Durante un par de décadas, buena parte del movimiento ecologista quedaba atrapado en la red del desarrollo sostenible. A través de sus capacidades proteicas, el capitalismo “verde” reabsorbía la representación de las condiciones objetivas de la realidad para generar así una reconformada superestructura más acorde con las nuevas evidencias. Pero el imaginario ecorreformista resultante no dejaba de ser un discurso vacío: el sosteniblablá. Visto en retrospectiva —confiesa Riechmann—, la apuesta por el desarrollo sostenible ha venido funcionando desde entonces como una colosal maniobra de distracción cuyo resultado ha sido la derrota histórica del movimiento ecologista. Si el problema de fondo es la extralimitación, la ecoeficiencia reformista no podía traer consigo sino procesos aún mayores de extractivismo, sobreproducción y ultraconsumo. Cuando de lo que se trataba era de generar formas de vida alternativas a las que proliferan dentro del sistema capitalista, la vía tecnológica lo único que nos ha permitido ha sido el perfeccionamiento de estas últimas de conformidad con los fines del capitalismo. Ante esto, ¿cómo pueden ciertos intelectuales del movimiento ecologista de nuestros días perseverar en la vía de la ecoeficiencia como si en lugar de encontrarnos en la tercera década del tercer milenio —con lo que ello implica— nos halláramos aún en los años noventa, ochenta e incluso setenta del siglo pasado —se pregunta Jorge Riechmann—? ¿Cómo puede Emilio Santiago Muíño tildar de mito al colapso ecosocial en curso? “Apenas puede uno imaginar algo más tóxico que ese optimismo mentiroso”.

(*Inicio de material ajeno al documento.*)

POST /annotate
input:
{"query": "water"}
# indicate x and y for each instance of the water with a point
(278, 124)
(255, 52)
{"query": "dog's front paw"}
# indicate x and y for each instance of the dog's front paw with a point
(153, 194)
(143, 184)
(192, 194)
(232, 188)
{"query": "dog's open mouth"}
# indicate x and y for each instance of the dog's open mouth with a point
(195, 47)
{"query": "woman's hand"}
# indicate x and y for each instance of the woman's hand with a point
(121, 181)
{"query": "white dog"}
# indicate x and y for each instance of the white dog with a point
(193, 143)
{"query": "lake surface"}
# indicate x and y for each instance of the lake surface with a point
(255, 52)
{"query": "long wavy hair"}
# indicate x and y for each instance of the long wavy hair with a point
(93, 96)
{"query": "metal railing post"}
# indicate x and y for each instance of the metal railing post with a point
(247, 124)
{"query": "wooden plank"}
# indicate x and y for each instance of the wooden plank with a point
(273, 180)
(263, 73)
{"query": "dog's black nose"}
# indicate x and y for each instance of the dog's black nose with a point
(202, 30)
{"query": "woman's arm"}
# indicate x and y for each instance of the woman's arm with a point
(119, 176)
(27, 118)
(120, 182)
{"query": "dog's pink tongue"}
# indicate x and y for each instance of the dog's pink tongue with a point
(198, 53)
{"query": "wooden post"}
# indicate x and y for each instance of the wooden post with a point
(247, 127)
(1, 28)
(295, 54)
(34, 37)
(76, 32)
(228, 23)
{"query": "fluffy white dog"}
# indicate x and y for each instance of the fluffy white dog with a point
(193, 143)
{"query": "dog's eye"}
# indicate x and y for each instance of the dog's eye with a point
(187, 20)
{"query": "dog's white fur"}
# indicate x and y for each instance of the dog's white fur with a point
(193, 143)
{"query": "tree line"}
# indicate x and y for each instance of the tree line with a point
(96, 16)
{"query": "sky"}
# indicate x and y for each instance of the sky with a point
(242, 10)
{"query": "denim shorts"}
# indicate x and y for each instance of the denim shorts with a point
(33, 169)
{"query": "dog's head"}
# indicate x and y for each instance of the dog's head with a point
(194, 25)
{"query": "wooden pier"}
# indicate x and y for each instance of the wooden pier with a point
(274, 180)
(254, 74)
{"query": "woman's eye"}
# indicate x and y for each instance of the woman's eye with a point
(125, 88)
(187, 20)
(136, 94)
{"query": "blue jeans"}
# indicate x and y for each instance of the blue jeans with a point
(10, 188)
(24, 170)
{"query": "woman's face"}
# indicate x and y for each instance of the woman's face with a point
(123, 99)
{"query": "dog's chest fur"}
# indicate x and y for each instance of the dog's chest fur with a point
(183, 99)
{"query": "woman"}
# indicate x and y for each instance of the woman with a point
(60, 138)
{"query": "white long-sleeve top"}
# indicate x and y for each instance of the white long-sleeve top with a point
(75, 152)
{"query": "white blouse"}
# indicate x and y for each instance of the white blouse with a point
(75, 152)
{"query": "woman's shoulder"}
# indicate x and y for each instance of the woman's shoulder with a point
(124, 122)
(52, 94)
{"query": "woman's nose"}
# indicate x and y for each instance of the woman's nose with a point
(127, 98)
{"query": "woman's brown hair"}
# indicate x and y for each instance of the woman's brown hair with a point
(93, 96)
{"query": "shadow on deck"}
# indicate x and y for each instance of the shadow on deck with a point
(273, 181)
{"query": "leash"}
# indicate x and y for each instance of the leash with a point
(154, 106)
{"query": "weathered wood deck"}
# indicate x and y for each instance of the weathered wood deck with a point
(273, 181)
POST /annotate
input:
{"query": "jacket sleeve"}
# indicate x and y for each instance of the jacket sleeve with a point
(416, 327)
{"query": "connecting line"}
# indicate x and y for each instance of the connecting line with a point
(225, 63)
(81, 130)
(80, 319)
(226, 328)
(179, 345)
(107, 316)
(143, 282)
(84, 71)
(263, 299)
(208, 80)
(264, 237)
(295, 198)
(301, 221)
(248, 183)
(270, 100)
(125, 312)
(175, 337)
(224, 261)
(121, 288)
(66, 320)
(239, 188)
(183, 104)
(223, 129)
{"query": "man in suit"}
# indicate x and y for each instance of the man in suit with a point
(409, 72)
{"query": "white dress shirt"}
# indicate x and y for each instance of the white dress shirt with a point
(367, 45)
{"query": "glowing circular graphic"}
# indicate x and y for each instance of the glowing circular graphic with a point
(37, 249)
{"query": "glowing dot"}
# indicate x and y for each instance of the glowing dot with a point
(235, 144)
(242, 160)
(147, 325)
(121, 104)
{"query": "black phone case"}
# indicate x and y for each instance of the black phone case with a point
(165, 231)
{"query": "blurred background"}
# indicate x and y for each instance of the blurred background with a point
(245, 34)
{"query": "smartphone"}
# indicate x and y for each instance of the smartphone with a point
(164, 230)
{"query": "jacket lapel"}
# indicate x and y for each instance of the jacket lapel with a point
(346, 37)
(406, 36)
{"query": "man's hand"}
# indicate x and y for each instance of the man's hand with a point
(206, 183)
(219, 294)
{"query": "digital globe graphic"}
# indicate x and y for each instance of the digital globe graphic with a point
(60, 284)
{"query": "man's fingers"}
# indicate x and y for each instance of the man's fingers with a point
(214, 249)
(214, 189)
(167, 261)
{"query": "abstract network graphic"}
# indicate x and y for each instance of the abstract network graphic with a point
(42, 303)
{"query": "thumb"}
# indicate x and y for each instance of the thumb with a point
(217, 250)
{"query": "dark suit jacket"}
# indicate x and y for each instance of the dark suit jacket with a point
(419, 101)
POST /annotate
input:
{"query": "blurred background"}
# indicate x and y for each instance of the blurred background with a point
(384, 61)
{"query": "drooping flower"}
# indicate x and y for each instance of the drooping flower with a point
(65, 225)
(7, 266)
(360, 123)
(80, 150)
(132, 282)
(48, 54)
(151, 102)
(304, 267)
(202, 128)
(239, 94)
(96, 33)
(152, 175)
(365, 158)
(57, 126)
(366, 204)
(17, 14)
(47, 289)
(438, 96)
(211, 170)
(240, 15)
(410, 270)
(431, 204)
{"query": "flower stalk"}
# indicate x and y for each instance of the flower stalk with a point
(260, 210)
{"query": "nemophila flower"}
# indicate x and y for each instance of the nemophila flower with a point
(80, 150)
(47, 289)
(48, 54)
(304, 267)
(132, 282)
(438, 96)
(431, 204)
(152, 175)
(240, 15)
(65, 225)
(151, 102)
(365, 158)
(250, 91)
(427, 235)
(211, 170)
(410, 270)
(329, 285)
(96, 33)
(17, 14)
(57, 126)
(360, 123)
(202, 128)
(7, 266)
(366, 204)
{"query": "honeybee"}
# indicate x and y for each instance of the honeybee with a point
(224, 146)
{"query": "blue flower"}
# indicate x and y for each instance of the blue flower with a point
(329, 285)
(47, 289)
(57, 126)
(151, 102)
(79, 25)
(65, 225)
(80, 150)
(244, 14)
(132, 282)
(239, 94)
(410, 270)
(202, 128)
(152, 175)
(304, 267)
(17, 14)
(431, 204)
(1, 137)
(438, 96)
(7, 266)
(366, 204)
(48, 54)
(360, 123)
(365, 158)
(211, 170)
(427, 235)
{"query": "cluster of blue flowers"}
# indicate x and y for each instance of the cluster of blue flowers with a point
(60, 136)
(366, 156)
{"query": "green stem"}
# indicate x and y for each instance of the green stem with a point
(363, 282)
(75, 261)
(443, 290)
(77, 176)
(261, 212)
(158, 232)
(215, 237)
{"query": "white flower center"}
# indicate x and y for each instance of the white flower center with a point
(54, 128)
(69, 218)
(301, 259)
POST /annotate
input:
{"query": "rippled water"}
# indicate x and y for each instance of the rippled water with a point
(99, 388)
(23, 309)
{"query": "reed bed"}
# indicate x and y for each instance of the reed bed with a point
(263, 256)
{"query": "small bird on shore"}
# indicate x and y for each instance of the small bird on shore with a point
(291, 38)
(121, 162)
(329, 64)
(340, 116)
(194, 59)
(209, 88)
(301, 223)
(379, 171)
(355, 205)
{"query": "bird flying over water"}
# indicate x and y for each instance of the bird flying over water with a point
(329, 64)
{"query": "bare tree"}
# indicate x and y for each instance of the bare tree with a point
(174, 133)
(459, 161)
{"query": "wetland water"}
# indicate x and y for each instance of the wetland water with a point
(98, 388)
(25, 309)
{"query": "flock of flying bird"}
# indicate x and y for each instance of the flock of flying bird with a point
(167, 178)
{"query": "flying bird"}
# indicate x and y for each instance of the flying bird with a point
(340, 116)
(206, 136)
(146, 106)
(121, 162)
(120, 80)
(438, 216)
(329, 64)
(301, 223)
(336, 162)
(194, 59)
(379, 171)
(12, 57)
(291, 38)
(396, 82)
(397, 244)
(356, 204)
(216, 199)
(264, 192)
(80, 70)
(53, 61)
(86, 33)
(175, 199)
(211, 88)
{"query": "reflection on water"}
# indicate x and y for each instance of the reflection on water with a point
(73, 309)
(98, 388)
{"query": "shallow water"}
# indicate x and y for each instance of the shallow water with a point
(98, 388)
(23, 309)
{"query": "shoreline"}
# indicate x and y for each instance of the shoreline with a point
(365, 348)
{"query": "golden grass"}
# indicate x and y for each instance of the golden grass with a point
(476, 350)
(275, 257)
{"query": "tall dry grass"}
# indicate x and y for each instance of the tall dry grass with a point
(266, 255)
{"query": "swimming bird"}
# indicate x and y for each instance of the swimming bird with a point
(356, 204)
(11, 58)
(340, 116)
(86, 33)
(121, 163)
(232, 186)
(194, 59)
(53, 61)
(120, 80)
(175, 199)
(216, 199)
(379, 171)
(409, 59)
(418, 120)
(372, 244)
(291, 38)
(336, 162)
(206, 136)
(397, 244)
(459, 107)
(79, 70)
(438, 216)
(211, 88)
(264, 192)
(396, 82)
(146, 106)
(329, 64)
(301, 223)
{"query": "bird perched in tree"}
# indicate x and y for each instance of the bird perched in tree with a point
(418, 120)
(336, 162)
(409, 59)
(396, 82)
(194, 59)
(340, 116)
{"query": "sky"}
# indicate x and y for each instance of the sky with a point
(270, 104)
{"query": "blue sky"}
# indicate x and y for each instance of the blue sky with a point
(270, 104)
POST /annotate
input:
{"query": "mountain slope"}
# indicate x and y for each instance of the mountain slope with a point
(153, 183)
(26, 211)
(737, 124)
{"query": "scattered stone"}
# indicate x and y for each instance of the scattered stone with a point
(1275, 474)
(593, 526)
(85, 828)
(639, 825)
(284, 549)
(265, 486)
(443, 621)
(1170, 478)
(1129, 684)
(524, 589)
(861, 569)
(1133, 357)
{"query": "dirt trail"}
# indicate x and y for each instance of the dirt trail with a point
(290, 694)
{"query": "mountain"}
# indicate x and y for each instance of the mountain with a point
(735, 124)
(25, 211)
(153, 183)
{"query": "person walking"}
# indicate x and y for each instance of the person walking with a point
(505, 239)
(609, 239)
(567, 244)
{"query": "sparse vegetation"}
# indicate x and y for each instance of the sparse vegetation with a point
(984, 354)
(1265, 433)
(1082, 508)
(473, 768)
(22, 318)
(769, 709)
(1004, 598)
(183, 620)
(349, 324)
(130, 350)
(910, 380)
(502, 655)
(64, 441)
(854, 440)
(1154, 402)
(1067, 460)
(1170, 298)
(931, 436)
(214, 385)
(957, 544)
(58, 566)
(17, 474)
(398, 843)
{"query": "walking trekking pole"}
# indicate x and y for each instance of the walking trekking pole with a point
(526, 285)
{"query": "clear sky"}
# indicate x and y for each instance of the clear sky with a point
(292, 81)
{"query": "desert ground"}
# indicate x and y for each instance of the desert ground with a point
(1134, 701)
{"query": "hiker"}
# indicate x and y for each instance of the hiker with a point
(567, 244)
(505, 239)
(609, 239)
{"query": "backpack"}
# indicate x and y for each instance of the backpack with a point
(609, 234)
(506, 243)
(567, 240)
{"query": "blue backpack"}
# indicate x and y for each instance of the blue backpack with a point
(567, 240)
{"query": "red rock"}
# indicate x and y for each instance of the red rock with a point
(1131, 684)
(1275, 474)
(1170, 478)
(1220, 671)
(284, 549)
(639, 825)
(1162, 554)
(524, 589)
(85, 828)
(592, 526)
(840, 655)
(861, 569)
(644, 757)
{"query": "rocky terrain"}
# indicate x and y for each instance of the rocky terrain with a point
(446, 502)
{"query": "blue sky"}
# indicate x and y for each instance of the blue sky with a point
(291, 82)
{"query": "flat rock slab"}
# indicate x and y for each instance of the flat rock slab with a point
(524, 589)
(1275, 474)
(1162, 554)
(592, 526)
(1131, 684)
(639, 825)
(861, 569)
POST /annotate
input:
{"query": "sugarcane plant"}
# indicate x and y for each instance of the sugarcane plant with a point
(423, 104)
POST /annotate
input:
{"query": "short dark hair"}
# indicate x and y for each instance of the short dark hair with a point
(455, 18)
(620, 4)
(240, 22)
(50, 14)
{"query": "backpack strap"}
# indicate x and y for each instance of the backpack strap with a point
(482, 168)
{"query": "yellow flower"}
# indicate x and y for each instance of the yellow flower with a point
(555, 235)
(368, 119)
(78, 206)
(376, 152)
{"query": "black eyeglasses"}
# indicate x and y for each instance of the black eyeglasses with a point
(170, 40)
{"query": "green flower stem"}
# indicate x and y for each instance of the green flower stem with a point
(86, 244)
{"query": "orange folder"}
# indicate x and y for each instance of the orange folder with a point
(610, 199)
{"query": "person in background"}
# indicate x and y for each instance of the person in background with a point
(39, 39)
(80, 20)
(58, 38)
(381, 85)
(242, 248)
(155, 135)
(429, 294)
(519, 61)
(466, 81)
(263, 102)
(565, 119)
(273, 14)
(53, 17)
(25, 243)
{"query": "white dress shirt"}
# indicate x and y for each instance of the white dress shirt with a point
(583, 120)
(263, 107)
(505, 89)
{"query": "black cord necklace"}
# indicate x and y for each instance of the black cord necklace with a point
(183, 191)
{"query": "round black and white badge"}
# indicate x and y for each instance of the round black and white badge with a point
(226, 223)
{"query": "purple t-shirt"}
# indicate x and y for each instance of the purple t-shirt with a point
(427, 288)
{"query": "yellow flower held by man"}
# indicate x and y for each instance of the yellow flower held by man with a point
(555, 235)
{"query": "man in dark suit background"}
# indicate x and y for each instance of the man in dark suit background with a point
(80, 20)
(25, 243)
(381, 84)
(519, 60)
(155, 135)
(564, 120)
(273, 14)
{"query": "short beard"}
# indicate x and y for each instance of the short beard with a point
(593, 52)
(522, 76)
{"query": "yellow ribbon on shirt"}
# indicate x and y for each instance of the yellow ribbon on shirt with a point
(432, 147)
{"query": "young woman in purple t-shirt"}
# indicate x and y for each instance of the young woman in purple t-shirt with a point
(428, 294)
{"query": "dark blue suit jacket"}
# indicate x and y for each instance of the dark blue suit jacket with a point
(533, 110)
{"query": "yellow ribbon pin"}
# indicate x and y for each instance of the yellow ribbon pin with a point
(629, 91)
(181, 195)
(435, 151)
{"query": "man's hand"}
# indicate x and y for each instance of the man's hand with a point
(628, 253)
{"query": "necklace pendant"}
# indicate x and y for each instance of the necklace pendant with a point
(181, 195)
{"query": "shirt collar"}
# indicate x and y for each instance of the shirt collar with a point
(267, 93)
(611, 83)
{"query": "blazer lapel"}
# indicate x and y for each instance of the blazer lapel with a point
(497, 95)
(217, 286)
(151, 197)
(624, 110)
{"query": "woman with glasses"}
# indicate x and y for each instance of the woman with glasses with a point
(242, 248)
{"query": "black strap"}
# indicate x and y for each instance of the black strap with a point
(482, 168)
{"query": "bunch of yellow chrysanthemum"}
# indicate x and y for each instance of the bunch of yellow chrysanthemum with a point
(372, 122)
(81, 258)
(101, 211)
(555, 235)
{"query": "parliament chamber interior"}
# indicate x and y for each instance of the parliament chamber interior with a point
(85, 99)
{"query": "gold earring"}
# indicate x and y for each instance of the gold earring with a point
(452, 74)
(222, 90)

Una mirada honesta sobre la realidad ecosocial actual, por muy doloroso que nos resulte lo que vemos, solo puede llevarnos a afirmar que nos hallamos en la trayectoria que conduce hacia “sociedades inviables en una Tierra inhabitable”. El colapso ecosocial ya ha comenzado. Algunos de sus rostros son fácilmente reconocibles. Por ello, debido al escaso margen de que disponemos, es apremiante aprender a colapsar mejor. Para ello, no debemos obviar que el colapso en curso es tan solo el efecto de nuestro modo capitalista de producción. Ponerle remedio no puede consistir en modular esos mismos efectos. De hecho, no existe solución alguna que pretenda atajar el problema pasando de largo ante una urgente salida del capitalismo. Desgraciadamente, como viene repitiendo Riechmann desde hace algunos años, lo ecosocialmente necesario resulta hoy políticamente imposible. La humanidad ha comenzado un ominoso camino que nos conduce hacia la desesperanza. Precisamente por ello, antes de que el fascismo enarbole su estandarte a ritmo de marcha militar, el ecologismo político debe trabajar para reemplazar las falsas esperanzas ecorreformistas por el único y viable principio de realidad: el urgente abandono del capitalismo. Si imposible, no es menos cierto que también es absolutamente necesario. Trabajar en lo imposible continuará siendo durante los próximos años la tarea crucial de nuestro tiempo.